主讲人简介: | Chengchun Shi is an Associate Professor at London School of Economics and Political Science. He is serving as the associate editors of JRSSB, JASA (T & M) and Journal of Nonparametric Statistics. His research focuses on developing statistical learning methods in reinforcement learning, with applications to healthcare, ridesharing, video-sharing and neuroimaging. He was the recipient of the Royal Statistical Society Research Prize in 2021 and IMS Tweedie Award in 2024. |
讲座简介: | Time series experiments, in which experimental units receive a sequence of treatments over time, are prevalent in technological companies, including ride sharing platforms and trading companies. These companies frequently employ such experiments for A/B testing, to evaluate the performance of a newly developed policy, product, or treatment relative to a baseline control. Many existing solutions require that the experimental environment be fully observed to ensure the data collected satisfies the Markov assumption. This condition, however, is often violated in real-world scenarios. Such gap between theoretical assumptions and practical realities challenges the reliability of existing approaches and calls for more rigorous investigations of A/B testing procedures.

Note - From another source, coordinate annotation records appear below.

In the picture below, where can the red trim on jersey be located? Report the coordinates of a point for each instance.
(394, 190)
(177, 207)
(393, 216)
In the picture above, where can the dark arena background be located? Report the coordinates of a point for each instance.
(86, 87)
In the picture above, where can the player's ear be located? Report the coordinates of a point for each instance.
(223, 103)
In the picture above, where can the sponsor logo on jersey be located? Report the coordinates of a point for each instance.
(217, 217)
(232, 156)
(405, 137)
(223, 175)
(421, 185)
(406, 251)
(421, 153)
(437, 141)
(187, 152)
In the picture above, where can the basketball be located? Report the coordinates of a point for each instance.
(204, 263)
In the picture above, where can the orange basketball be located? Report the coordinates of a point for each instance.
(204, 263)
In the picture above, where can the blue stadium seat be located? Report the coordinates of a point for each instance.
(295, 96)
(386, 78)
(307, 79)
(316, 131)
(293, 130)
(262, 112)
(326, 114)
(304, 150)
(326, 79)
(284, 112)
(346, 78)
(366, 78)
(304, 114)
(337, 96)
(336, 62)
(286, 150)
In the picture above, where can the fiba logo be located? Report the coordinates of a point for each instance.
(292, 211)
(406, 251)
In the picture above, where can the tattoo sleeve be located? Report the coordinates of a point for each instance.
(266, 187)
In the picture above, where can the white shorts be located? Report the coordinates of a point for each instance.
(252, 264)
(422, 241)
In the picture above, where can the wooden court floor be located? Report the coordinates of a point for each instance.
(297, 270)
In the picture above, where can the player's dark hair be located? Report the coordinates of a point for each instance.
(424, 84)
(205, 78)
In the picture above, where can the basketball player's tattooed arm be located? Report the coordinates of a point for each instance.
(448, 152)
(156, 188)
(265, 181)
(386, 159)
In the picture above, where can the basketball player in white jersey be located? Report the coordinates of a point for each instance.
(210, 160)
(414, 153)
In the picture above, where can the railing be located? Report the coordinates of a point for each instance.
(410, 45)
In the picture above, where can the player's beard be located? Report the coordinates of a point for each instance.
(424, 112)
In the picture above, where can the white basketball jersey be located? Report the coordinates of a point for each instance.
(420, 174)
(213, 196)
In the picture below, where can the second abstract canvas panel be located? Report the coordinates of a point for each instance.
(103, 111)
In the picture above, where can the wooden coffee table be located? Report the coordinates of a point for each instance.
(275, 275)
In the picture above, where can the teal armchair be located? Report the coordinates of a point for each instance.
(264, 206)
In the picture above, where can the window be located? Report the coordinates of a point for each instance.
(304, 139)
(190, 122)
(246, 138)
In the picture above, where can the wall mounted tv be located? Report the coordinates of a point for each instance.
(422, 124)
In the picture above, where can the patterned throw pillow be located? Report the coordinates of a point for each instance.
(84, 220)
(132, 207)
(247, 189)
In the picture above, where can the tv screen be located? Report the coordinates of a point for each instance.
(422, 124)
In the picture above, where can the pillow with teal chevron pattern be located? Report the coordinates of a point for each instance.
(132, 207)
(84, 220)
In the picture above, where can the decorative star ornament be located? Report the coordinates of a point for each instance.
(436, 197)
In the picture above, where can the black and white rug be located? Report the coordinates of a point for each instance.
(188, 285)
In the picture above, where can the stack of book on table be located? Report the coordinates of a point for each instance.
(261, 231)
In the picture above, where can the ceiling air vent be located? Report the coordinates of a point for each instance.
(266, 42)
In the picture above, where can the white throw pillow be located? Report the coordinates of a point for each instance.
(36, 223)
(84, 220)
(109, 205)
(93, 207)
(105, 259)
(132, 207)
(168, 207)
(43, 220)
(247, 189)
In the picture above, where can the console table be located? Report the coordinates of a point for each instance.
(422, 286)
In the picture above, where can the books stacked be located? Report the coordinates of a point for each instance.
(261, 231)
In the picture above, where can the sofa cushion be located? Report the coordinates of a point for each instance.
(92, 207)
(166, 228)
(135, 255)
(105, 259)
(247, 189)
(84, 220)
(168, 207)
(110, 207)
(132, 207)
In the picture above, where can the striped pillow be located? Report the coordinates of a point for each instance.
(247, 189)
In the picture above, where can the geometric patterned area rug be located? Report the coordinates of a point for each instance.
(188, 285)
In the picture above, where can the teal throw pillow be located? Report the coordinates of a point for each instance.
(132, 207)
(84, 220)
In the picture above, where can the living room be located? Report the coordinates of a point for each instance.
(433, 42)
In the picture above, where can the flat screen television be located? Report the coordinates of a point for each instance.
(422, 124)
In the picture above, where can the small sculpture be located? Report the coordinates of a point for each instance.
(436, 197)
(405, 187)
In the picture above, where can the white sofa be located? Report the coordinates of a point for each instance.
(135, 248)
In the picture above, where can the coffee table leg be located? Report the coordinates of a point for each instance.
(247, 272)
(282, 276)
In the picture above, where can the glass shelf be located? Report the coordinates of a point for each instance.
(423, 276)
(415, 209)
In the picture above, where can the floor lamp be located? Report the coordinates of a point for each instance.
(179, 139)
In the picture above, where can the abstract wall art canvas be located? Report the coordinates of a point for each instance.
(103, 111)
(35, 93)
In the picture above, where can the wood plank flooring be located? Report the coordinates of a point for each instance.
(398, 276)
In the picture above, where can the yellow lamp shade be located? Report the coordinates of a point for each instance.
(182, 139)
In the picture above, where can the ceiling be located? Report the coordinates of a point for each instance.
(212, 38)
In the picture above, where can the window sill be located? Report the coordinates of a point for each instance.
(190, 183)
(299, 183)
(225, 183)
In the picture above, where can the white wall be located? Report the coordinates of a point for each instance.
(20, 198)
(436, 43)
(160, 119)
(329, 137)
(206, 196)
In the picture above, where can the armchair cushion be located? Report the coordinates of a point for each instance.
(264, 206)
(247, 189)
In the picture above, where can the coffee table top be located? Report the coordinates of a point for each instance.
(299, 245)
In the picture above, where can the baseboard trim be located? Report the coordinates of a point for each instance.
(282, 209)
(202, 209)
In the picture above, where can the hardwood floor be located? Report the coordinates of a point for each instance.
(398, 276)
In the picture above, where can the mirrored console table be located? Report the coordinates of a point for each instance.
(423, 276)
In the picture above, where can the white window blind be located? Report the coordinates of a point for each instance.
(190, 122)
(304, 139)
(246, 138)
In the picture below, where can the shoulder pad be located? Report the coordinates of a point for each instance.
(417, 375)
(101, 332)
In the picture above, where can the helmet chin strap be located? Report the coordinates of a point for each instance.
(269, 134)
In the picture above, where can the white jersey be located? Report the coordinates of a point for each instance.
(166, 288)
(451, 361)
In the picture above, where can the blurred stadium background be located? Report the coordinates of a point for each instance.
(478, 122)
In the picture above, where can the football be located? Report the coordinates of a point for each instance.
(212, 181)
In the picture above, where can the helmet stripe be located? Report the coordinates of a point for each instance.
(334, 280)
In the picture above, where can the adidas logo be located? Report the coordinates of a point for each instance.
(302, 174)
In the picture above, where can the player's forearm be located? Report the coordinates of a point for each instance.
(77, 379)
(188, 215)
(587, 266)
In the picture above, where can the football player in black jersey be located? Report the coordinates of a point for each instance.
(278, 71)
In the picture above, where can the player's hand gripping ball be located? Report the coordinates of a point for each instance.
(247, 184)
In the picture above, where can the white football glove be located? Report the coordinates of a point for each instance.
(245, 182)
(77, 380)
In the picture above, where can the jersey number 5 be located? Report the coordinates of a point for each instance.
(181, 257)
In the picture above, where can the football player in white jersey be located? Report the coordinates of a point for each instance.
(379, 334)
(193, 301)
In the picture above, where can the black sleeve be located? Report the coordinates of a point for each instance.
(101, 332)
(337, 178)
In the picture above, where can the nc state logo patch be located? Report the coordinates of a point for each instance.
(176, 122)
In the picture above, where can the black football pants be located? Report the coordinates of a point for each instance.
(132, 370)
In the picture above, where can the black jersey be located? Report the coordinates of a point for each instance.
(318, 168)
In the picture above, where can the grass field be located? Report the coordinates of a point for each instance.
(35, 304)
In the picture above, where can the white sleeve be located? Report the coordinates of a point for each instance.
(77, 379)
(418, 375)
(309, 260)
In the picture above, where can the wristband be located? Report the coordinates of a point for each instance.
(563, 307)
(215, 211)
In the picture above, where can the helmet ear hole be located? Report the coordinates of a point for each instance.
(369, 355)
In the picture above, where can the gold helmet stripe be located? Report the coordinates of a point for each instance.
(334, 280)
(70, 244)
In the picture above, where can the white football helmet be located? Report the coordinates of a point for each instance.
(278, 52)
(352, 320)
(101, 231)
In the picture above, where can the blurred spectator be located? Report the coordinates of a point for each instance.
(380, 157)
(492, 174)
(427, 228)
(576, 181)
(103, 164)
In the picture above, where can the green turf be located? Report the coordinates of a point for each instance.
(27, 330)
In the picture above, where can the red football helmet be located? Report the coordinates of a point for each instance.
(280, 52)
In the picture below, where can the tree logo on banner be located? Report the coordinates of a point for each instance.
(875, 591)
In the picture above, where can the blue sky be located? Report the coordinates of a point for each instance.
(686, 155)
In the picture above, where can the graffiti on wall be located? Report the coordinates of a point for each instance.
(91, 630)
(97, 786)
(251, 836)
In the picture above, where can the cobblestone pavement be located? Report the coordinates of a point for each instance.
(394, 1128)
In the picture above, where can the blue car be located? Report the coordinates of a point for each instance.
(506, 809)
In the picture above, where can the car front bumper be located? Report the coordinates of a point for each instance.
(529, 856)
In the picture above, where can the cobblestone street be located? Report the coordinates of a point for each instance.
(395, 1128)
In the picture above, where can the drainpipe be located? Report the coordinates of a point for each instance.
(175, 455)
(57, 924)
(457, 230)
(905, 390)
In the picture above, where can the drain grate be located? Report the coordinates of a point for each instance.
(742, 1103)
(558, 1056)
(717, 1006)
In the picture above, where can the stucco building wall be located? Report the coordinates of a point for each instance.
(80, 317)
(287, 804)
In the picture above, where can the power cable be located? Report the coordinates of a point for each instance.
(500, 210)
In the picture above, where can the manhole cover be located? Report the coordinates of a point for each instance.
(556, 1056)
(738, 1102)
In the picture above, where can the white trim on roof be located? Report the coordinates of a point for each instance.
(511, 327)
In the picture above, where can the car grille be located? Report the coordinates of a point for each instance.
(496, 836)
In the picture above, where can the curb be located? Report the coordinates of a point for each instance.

In this paper, we study the optimal experimental design for A/B testing in partially observable environments. We introduce a controlled (vector) autoregressive moving average model to effectively capture a rich class of partially observable environments. Within this framework, we derive closed-form expressions, i.e., efficiency indicators, to assess the statistical efficiency of various sequential experimental designs in estimating the average treatment effect (ATE). A key innovation of our approach lies in the introduction of a weak signal assumption, which significantly simplifies the computation of the asymptotic mean squared errors of ATE estimators in time series experiments. We next proceed to develop two data-driven algorithms to estimate the optimal design: one utilizing constrained optimization, and the other employing reinforcement learning. We demonstrate the superior performance of our designs using a dispatch simulator and two real datasets from a ride-sharing company.
|